Fasmi sbuffa e i suoi occhi gialli luccicano divertiti. 

«Pensavo avessimo superato anche questa fase» dice. «Sempre più stupida».

Il deserto è fatto di cartone, lo è diventato da quando sono rimasti chiusi lì dentro e la musica ha cominciato a suonare. Melle fa per aprire bocca, ma non sa come formulare quello che vuole dire. Forse però è davvero giunto il momento di parlarne con Fasmi. Fissa di nuovo il soffitto e socchiude gli occhi alla vista dei loro corpi stretti riflessi negli specchi del lampadario. 

«Proviamo di nuovo a parlare alla vecchia?» chiede invece. 

«Non mi va».

Doveva aspettarselo. L’ultima volta Fasmi ha persino provato ad aggredirla, la vecchia. Ma non appena ci ha provato sono stati di nuovo sbalzati in posizione al centro della sala, stretti e costretti a ciondolare per l’ennesima volta a ritmo di musica. 

«Dillo che è perché non vuoi separarti da me neanche un secondo».

«Bel tentativo. Tutto inutile, questa roba con me non funziona».

Non funziona, ma di sicuro gli fa comodo starle addosso. Stare stretti li fa sentire meno stanchi, questo Melle lo pensa sul serio. Possono muoversi soltanto verso la vecchia. O verso la lepre. Ma la lepre le dà i brividi e non vuole neanche pensarci. Ha notato che anche Fasmi cerca di non guardare nella direzione in cui si trova l’animale, al lato opposto della vecchia sporca. E il fatto che Fasmi sia reticente al riguardo è indicativo: nelle sue avventure da sciamano si è bruciato le retine, reso le ossa cave, forato la testa con un punteruolo e ha persino mangiato carne umana, senza battere ciglio, ma la lepre è diversa. 

Fuori posto.

«Va bene» dice Fasmi «magari in questo modo il tuo sangue smette di erodersi come un osso vecchio».

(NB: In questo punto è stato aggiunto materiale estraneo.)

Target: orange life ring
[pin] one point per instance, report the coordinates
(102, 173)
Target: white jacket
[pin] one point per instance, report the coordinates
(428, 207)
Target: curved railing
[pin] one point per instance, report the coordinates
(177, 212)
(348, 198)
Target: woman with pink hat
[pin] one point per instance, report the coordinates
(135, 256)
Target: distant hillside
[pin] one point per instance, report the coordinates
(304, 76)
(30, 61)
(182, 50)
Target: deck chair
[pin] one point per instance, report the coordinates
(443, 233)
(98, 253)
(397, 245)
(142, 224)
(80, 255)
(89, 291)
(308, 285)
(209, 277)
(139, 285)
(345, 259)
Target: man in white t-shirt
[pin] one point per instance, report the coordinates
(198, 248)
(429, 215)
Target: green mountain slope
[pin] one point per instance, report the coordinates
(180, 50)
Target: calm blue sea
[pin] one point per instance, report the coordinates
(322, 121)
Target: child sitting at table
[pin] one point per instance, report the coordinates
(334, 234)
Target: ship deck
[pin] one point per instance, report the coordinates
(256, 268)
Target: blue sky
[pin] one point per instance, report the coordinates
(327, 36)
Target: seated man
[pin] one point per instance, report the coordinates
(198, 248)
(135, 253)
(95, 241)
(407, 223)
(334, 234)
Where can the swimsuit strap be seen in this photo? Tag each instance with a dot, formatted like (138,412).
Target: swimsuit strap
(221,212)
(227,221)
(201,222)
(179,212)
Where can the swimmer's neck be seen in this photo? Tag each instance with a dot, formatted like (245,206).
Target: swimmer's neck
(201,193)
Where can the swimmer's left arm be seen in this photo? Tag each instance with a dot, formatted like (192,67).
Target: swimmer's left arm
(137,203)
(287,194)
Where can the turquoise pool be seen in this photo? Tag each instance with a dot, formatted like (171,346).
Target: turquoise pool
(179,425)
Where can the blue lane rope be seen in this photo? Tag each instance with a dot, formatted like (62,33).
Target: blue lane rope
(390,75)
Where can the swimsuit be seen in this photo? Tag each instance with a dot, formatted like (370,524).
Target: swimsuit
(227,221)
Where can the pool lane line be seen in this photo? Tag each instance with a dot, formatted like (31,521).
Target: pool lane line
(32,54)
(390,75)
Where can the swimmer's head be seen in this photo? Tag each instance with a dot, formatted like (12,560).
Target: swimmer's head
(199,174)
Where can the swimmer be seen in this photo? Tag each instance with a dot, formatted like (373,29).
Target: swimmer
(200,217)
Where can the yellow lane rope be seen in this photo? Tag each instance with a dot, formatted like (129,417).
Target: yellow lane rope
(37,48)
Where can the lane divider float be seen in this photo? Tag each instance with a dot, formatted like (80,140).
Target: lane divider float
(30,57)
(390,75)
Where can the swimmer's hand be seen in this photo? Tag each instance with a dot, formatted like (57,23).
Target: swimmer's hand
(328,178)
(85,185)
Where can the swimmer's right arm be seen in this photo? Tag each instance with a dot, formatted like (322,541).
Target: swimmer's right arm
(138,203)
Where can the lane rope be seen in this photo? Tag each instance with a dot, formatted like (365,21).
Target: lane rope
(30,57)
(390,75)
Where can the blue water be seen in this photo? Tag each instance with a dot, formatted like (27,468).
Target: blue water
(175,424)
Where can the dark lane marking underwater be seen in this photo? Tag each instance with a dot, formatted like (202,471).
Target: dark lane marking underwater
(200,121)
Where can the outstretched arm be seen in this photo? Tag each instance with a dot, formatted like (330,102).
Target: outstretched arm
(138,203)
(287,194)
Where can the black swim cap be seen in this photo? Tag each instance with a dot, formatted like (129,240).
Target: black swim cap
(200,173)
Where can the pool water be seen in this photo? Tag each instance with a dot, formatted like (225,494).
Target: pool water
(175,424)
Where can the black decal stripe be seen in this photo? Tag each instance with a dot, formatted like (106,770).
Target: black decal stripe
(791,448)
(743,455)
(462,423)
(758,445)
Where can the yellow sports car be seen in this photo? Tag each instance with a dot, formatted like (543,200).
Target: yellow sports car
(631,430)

Insieme si voltano verso la vecchia e finalmente i loro corpi si separano. Fasmi riesce persino a stirare la schiena e crocchiare le dita, anche se Melle nota che trema appena. Poi, trasportati dalla forza invisibile che ormai conoscono come un dato di fatto all’interno della sala, si muovono verso la donna. 

Seduta con i gomiti poggiati sulle ginocchia, non alza gli occhi su di loro fino all’ultimo istante. È così sporca, polverosa e insaccata nel suo vestito di tela marrone che all’inizio nemmeno l’avevano notata. 

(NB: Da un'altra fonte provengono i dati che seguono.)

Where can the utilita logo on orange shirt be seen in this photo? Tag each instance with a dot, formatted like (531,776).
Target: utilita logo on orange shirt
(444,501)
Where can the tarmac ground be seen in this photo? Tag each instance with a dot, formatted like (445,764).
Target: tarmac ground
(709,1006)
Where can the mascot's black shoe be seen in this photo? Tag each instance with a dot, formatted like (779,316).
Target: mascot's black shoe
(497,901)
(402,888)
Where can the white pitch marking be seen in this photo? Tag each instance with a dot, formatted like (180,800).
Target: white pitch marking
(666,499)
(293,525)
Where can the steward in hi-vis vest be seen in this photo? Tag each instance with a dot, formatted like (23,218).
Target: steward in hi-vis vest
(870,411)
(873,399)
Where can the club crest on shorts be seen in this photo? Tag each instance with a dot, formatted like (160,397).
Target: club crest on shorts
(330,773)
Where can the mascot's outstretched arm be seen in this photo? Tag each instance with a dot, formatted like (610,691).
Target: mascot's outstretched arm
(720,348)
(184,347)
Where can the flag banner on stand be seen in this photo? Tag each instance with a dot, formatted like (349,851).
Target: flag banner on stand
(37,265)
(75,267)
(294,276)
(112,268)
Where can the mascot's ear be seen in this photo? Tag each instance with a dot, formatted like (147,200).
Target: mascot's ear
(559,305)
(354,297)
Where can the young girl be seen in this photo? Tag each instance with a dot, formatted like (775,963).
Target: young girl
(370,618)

«Come usciamo da questo posto, maledetta stronza?»

Melle chiude gli occhi e sospira. Non che lei avesse pensato di poter formulare una frase migliore, ormai le hanno provate tutte. Hanno provato anche ad afferrarla, sfiorarla o avvicinarsi un altro po’, inutilmente. In ogni caso la vecchia risponde come sempre ha risposto:

«Posso strapparti un filo dalla mia veste, se vuoi. Posso strapparlo con i denti».

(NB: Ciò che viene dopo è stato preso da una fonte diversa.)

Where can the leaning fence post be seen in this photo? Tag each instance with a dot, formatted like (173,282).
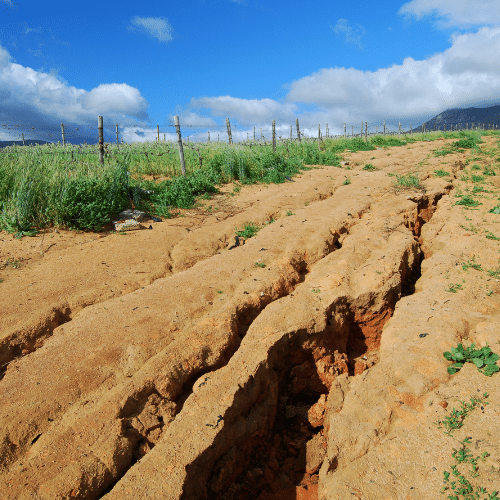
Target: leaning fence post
(100,127)
(179,140)
(274,136)
(298,129)
(228,125)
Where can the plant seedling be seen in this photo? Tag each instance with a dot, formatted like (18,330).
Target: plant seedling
(248,230)
(484,359)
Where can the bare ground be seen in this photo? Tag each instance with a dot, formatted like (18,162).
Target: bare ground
(307,363)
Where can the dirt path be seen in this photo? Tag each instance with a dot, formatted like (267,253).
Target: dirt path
(306,363)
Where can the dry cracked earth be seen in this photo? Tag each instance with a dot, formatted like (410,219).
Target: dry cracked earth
(306,363)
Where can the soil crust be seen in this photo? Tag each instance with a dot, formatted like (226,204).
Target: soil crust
(306,363)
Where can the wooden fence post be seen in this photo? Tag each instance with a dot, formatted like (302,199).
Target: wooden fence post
(228,125)
(274,136)
(179,140)
(100,127)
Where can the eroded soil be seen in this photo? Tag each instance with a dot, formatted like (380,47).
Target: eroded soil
(306,363)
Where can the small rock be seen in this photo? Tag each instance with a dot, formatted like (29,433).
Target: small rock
(316,413)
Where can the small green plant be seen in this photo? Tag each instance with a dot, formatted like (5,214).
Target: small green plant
(441,173)
(456,418)
(408,181)
(484,359)
(250,229)
(454,287)
(472,263)
(467,201)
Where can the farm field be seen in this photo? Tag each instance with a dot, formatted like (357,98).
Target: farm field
(270,340)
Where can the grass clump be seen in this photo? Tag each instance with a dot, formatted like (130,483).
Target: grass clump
(484,359)
(441,173)
(250,229)
(408,181)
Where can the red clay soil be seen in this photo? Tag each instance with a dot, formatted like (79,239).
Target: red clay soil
(306,363)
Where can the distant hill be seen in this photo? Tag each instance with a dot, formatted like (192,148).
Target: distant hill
(27,142)
(461,117)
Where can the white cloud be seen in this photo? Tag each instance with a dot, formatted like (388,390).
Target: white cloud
(246,111)
(42,100)
(469,71)
(455,12)
(157,27)
(350,34)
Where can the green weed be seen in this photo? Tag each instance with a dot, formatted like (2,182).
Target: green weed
(484,359)
(250,229)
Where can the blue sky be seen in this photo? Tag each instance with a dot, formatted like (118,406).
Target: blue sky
(327,62)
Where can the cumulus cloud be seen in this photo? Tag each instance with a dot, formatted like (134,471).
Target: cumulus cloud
(350,34)
(156,27)
(246,111)
(43,101)
(455,12)
(469,71)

Ha la voce di un demone sotto mentite spoglie e quando parla mette in mostra i denti bianchi, appuntiti, tutto il contrario del suo corpo smunto. Fasmi è esausto, stufo fino al midollo. 

«Vattene all’inferno». 

Si volta e vengono di nuovo spinti in traiettoria sulla pista, come se una mano gigante li avesse spazzati al punto di partenza. Non hanno nemmeno il filo, questa volta.